Deer eat a wide variety of mushrooms due to the taste, which they find pleasant, and the easy access they have to mushrooms.
Mushrooms are available most of the year, from spring to early winter. Depending on the mushroom species, they grow in a wide variety of forests and meadows and are easily accessible to deer.
What Mushrooms do Deer Eat?
Deer are herbivores and consume over 400 different species of plants. That number consists of several species of mushrooms.
Some of the mushrooms that deer would consume are the same ones that are edible to people, and many foragers often see deer eating the mushrooms while in the forest.
One of the most favorite mushrooms that deer would consume is the morel mushroom, highly prized in our cuisine. The morel grows beside Sycamore, dead elm trees, apple, and Ash trees.
Another edible for humans mushroom that deer munches on is bolete. This mushroom grows in sandy soil underneath trees, like beech, birch, oaks, pines, spruces.
Waxy caps, though edible for humans, are not the best-known culinary delicacy. Deer, on the other hand, has no qualms about eating them. They can be found in unimproved grasslands, very often in forest meadows.
Russula mushrooms, called brittle gills, provide a viable food source for deer. There are around 40 species of russula mushrooms in North America, and most of them are an easy treat for the deer to find.
Luxuriant ringstalk mushrooms are one of the non-edible types to humans that deer would consume from time to time. They are rather easy to find, as they grow on rotting conifer wood.
The deer will also eat puffball mushrooms. They are edible to humans in their early growth stage, but deer prefer them when they are already broken after releasing their spores.
Deer would also nibble on the newly grown polypores.
Some deer will also consume small doses of fly agaric mushrooms frozen under snow. It is a known psychedelic mushroom, and after digesting it, deer often act drunk-like, running aimlessly and calling.
When do Deer Eat Mushrooms?
Deer include mushrooms in their diet anytime they can find them. Depending on the mushroom species, deer could eat them during most of the year.
The earliest edible for deer mushrooms, like morel, grow during spring, as early as March, and continue till May. Most of the other mushrooms, like waxy cap and puffball, are available for deer during the summer months, the brunt of it during August and September, until middle fall.
The bolete mushrooms grow up until early winter, often found under the first layer of snow, and provide deer with a much-appreciated treat when the weather turns.
Why do Deer Eat Mushrooms?
Deer are foragers and often look to diversify their diet. Always with their head down, sniffing the foliage for anything edible.
By eating mushrooms, deer can get a little bit of nutrition. Mushrooms contain around 3% protein, 4% carbohydrates, 0.4% fat, and 1% minerals and vitamins, like niacin, pantothenic acid, and biotin.
Fresh mushrooms are also high in water content, at about 85–95%, and therefore valuable for deer.

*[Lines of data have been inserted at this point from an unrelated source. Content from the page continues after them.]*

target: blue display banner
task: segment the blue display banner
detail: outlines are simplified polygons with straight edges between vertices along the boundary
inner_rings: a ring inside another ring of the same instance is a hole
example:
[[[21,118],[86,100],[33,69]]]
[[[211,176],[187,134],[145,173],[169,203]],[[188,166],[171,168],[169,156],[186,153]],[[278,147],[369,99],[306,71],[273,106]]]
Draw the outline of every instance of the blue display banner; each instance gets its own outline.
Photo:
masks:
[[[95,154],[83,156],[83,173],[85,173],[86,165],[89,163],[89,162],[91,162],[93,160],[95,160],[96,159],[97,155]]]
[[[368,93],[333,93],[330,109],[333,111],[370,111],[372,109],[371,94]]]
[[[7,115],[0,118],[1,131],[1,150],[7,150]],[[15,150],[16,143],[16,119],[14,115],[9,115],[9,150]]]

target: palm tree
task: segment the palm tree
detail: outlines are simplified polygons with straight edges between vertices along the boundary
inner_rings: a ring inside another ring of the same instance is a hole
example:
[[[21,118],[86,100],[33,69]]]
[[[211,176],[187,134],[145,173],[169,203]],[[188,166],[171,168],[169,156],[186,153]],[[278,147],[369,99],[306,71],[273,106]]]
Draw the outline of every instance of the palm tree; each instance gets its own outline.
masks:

But the most important reason why deer would eat mushrooms is their taste. Like for us, the mushrooms taste good for deer.
Are Mushrooms Poisonous for Deer?
Deer prefer to eat soft parts of plants, like buds, leaves, and young twigs, but they also eat mushrooms as a part of their diet. Deer like to peruse, and they usually eat small amounts of lots of different kinds of foods. It helps them to avoid being poisoned by accidentally digesting a large amount of poisonous food.
Deer stomachs are tougher than humans, and most mushroom varieties are relatively safe for them. Some wild mushrooms that would give us a stomach ache may be perfectly acceptable for deer in small amounts.
Living in the wild and knowing their environment, deer quickly learn which food they should avoid, and therefore there are smaller chances of them eating deadly poisonous mushrooms.
Final Thoughts
Deer make use of most edible foods they can find, and due to the abundance of mushrooms in deer habitat, they consume a large quantity of them.